Tuesday, February 18, 2014

Energy & Gold, It Never Gets Old

Here are two charts of interest.

The first is a chart of gold demand. You can see how gold ETFs dumped the metal hard in 2013.  This was the primary cause of lower prices last year ...

Here, Reuters presents the facts on this in the most bearish way possible. My take -- ETF selling of gold is winding down, and Chinese demand seems insatiable. I'd say gold is going higher.

By the way, over America's long weekend, gold closed over my target of $1,327.  I'm not sure if that should be counted as a technical signal or not.  My gut says yes -- after all, it shows what can happen when New York isn't there to put its thumb on the scales. On the other hand, the New York banks can't be ignored. I'm of two minds on this.
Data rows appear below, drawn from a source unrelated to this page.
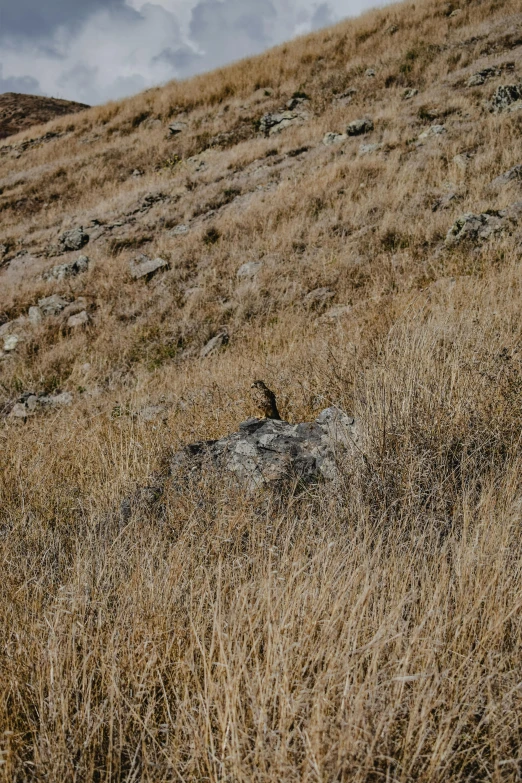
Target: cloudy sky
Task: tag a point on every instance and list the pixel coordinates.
(95, 50)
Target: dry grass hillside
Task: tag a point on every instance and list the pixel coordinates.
(19, 112)
(367, 633)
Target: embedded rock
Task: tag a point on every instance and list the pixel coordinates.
(434, 130)
(145, 267)
(52, 305)
(512, 175)
(333, 138)
(249, 269)
(475, 228)
(358, 127)
(72, 269)
(74, 239)
(505, 96)
(268, 453)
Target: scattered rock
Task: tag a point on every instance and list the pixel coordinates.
(35, 315)
(358, 127)
(367, 149)
(474, 228)
(462, 160)
(433, 130)
(512, 175)
(74, 239)
(10, 342)
(176, 128)
(269, 453)
(249, 270)
(270, 124)
(179, 230)
(333, 138)
(62, 271)
(214, 345)
(482, 76)
(81, 319)
(145, 267)
(52, 305)
(505, 96)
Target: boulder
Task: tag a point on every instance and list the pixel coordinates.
(433, 130)
(270, 124)
(268, 453)
(482, 76)
(145, 267)
(177, 127)
(74, 239)
(474, 228)
(512, 175)
(81, 319)
(505, 96)
(333, 138)
(215, 344)
(62, 271)
(249, 269)
(360, 126)
(52, 305)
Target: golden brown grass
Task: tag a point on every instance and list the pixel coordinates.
(366, 632)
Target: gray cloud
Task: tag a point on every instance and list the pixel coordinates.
(95, 50)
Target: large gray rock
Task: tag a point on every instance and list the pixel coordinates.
(74, 239)
(358, 127)
(505, 96)
(72, 269)
(475, 228)
(512, 175)
(266, 452)
(145, 267)
(52, 305)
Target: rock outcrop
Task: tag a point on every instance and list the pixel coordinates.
(266, 452)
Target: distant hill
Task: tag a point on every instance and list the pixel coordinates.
(19, 112)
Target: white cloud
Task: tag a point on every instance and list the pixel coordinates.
(132, 44)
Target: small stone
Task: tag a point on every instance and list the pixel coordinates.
(19, 411)
(35, 315)
(177, 127)
(145, 267)
(214, 345)
(504, 96)
(367, 149)
(249, 270)
(10, 342)
(333, 138)
(81, 319)
(52, 305)
(74, 239)
(179, 230)
(358, 127)
(434, 130)
(514, 174)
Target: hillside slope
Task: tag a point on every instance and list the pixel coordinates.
(20, 112)
(344, 214)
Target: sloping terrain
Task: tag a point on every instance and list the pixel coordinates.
(19, 112)
(342, 217)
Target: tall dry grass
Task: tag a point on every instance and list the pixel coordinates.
(365, 631)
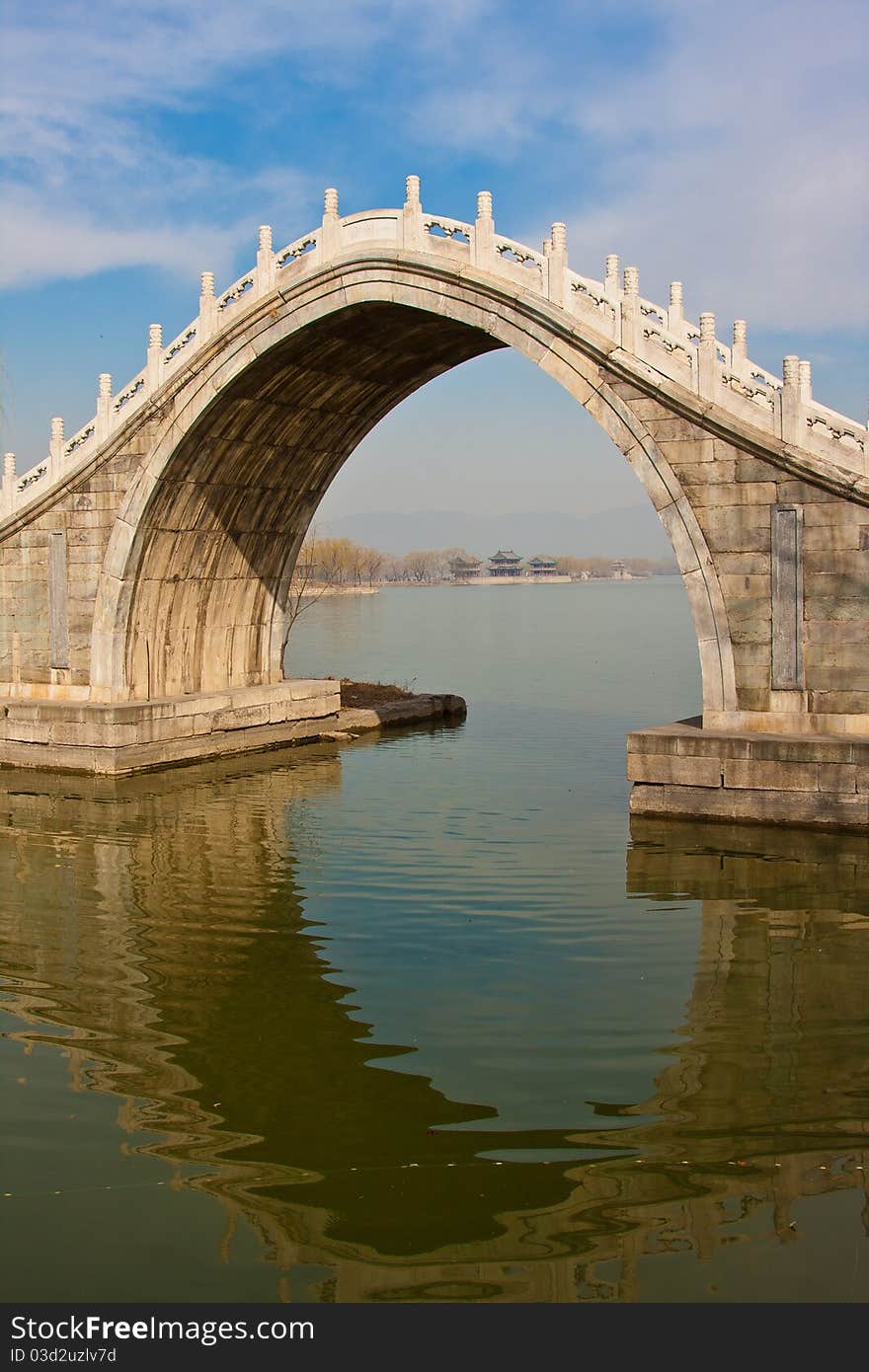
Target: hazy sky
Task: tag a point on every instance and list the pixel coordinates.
(724, 146)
Anyway, here's the next chart -- a projection from the Energy Information Administration of US crude oil and liquids fuel production.
Based on actual US oil production data through January, the Energy Information Administration forecasts that the U.S. will produce an average of 8.5 million bpd in 2014 and 9.3 million bpd in 2015. This is a slight downward adjustment in the forecast for both 2014 and 2015 (down by 0.1 million bbl/d) because of indications that severe weather this winter has caused temporary slowdowns in completing new wells.


  1. New York are buyers of gold now, not sellers. So the dynamic has shifted.